Tuesday, January 16, 2018

The Copper Key



The Copper Key
Ready Player One by Ernest Cline
 Nicholas Stevens


In a world where everybody forgets about real life and uses VR headsets, a kid named Wade is on the hunt for Halliday’s Easter egg. Halliday is the creator of the game, “Oasis,” which is life simulator game because real life sucks for everybody. Halliday has put a secret in the game, and whoever finds it gets his entire fortune. Wade has studied every liking of Halliday in hopes of discovering his secret and to his success he finds the first clue to his secret hidden within a copy of an old D&D dungeon called The Tomb of Horrors. Wade, having the knowledge of almost every dungeon detail, manages to bypass all the traps and monsters that lurk and would likely kill his character in the dungeon. Upon reaching the boss at the end Wade for certain knows he would have to fight the boss and he knew the boss was an undead lich king which would one shot him to death, but Wade, not having much to lose, enters. When he enters he looks upon the lich sitting atop his throne lifeless. Taking another step in the room the lich awakes and instead of fighting Wade the lich challenges him to a Joust. Wade, surprised because lich’s were supposed to fight the player, he sees the lich with his skeleton hand conjure an old video cabinet with the title Joust on it and challenges Wade to a best of three. After getting demolished from the first game Wade realises that the lich was programmed to a certain skill set and would do certain moves every time, so using this knowledge Wade destroys the lich in the next two games making him the winner. Upon winning he gets the copper key which would help with the easter egg.

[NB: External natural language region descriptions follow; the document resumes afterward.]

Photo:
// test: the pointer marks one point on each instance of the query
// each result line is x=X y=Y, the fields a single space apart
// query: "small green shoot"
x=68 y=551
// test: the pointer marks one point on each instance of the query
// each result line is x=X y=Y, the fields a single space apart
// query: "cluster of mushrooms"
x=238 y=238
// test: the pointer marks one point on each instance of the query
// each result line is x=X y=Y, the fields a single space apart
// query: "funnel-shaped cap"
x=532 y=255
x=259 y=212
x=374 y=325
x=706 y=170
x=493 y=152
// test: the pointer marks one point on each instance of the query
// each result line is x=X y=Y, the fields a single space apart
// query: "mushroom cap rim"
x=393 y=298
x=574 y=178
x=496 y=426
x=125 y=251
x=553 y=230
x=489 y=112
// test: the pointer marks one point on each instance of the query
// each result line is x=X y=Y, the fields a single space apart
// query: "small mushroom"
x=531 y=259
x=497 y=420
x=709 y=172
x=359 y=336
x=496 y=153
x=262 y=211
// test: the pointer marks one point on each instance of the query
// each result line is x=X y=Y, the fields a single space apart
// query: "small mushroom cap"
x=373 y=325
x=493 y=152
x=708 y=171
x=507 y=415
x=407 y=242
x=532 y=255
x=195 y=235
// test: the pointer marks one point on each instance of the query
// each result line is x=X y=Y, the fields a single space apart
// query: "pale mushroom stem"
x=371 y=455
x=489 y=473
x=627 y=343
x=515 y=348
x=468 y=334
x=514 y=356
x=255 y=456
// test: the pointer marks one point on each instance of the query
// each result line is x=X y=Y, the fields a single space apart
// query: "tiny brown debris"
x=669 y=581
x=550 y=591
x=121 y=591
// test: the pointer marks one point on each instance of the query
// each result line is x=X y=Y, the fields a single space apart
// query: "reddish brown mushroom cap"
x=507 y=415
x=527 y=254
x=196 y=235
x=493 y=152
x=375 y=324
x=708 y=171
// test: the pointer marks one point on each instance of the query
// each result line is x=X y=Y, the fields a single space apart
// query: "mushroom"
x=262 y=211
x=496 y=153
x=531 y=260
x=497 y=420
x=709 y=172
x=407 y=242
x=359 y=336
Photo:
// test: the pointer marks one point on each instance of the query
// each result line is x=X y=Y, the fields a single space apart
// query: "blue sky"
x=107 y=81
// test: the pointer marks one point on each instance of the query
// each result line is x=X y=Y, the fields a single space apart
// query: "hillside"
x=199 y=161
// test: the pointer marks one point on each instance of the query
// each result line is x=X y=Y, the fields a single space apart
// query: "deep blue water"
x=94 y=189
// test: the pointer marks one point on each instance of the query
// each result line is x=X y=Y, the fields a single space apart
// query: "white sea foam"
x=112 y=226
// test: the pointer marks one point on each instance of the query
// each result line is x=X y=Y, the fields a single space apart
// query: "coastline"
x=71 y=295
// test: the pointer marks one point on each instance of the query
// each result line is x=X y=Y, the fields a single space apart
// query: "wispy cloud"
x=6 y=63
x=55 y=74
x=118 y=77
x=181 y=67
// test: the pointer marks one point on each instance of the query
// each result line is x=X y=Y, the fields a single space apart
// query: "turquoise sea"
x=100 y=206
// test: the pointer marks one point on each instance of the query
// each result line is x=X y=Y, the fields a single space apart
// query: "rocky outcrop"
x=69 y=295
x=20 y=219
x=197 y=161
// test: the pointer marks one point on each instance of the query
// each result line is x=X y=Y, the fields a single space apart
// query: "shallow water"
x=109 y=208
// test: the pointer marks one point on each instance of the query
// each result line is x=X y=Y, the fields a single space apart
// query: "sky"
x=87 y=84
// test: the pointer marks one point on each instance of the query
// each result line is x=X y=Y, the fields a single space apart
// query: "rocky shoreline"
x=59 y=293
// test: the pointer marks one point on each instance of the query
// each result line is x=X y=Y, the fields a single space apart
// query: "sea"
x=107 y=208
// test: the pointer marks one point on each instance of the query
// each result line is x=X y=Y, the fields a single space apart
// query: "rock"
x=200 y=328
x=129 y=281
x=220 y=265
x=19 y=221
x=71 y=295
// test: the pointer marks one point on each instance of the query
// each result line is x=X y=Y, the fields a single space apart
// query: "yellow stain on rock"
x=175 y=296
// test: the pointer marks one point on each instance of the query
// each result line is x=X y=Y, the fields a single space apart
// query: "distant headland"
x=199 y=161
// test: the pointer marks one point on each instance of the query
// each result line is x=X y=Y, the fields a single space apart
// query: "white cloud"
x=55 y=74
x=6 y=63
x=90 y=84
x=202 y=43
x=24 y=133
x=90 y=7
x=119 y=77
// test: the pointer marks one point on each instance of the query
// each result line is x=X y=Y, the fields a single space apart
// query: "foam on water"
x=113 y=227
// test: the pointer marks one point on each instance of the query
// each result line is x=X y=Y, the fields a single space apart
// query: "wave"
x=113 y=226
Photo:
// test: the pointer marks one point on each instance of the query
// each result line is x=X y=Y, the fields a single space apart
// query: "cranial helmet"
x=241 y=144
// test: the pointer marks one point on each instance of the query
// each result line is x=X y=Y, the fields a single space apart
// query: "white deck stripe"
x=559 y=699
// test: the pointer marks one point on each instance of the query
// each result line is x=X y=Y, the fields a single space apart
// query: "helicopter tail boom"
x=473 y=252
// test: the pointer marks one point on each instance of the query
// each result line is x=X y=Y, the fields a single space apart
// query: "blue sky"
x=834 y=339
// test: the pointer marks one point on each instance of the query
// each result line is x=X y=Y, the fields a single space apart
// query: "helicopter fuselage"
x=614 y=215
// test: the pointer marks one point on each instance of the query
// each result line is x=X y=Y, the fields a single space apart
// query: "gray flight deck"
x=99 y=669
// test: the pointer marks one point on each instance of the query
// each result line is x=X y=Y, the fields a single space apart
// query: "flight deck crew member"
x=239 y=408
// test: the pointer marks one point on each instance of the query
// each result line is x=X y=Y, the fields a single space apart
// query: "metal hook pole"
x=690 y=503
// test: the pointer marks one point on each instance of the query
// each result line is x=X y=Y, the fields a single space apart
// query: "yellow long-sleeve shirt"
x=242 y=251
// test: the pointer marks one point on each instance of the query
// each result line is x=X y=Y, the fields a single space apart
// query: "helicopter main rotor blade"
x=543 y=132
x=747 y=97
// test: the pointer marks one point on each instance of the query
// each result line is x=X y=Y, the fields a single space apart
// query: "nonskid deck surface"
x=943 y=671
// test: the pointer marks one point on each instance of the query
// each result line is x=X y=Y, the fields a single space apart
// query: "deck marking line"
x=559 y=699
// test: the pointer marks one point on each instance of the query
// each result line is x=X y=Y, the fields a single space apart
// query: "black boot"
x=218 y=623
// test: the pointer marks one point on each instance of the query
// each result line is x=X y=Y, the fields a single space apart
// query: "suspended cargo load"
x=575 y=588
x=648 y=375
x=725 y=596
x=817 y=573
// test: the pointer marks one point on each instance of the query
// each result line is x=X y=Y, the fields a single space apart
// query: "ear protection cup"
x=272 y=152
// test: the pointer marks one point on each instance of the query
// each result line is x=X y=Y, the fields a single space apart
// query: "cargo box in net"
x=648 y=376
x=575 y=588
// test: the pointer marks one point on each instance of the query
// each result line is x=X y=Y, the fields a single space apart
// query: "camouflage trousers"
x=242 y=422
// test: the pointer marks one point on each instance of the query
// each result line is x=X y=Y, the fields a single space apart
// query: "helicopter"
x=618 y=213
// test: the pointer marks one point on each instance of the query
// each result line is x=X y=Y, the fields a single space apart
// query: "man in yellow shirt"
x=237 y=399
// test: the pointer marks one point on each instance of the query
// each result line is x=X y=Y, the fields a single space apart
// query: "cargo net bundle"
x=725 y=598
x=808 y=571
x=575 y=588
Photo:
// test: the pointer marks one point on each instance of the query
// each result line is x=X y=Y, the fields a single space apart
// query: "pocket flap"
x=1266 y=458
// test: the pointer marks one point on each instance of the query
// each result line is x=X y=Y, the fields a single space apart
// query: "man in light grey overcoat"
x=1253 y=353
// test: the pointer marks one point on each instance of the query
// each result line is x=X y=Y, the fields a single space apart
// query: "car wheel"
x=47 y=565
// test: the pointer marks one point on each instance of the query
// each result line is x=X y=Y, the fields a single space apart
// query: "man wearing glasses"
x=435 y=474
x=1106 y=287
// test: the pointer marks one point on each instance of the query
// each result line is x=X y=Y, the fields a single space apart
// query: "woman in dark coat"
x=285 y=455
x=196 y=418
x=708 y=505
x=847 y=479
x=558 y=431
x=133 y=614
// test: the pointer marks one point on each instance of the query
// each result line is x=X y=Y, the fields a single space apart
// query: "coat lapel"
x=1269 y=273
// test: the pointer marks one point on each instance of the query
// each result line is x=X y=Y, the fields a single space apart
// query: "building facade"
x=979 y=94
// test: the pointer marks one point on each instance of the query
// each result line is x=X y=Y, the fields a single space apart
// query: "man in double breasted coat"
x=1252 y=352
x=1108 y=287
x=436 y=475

This chapter really hooks the reader in, but I feel that the author could have left out some detail that had nothing to do with the plot. Other than that I like how the author brings old entertainment into Halliday’s likings, “I watched every episode of The Greatest American Hero, Airwolf, The A-Team, Knight Rider, and The Muppet Show,”(Cline 63). Also I remember when I played D&D and doing the Tomb of Horrors campaign and the author definitely studied the manual when writing this chapter because of the detail of the tomb, “I held my breath as I placed the close up image from the Ludus map beside the illustration the D&D module,”(Cline 71). I got a weird but funny image when the author shows this huge undead and scary lich standing next to Wade playing on an old arcade machine,” Acererak took hold of the yellow joystick on the left side on the control panel and closed his bony fingers around it,”(Cline 80). Even though I haven’t finished the book I would recommend it to everyone because Ernest Cline uses his writing to mix old 80’s ideas with new present day ideas.